RITUAL AND AUTHORITY
- Muayad Alabduljabbar
- Oct 15
- 1 min read
Updated: Nov 19
⭐ Ritual as Social Control
Using Catherine Bell’s theory of ritualization, Game of Thrones presents rituals not as passive ceremonies but as strategic actions that produce, maintain, and contest power. Rituals become tools of hierarchy, purity, and public discipline.
1. Cersei’s Walk of Atonement
This scene draws on medieval Christian penitential traditions where confession and bodily humiliation functioned as technologies of moral correction. The High Sparrow frames the walk as “atonement,” but the political reality is clear:
✔ The ritual reinforces the Faith Militant’s control
✔ It publicizes moral authority
✔ It transforms Cersei’s body into a canvas of shame
✔ The crowd’s participation resembles Durkheim’s collective effervescence
Thus, ritual becomes both spectacle and punishment, revealing how religious institutions manipulate holiness to dominate political structures.
2. Melisandre’s Fire Sacrifices
These rituals engage with themes from real-world religions (atonement theology, purification through fire, prophetic sacrifice). They raise questions important to Religious Studies:
Who determines the boundary between “faith” and “fanaticism”?
How do rituals justify actions that would otherwise be morally unthinkable?

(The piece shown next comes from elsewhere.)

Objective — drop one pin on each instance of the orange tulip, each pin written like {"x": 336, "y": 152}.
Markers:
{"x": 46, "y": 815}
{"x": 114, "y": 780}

When does sacrifice become sacred, and when does it become murder?
By presenting fire as a purifier and revealer of “truth,” Melisandre’s rituals show how sacred violence functions in mythic narratives, echoing Girard’s theory of scapegoats.
⭐ Ritual and Embodied Power
Across the series, ritual becomes a way to shape bodies, identities, and communities. Whether through:
Anointment of kings
War blessings
Ritual burning
Public confessions
Vows (Night’s Watch, Kingsguard)
Each ritual constructs a social order that characters must navigate — or resist.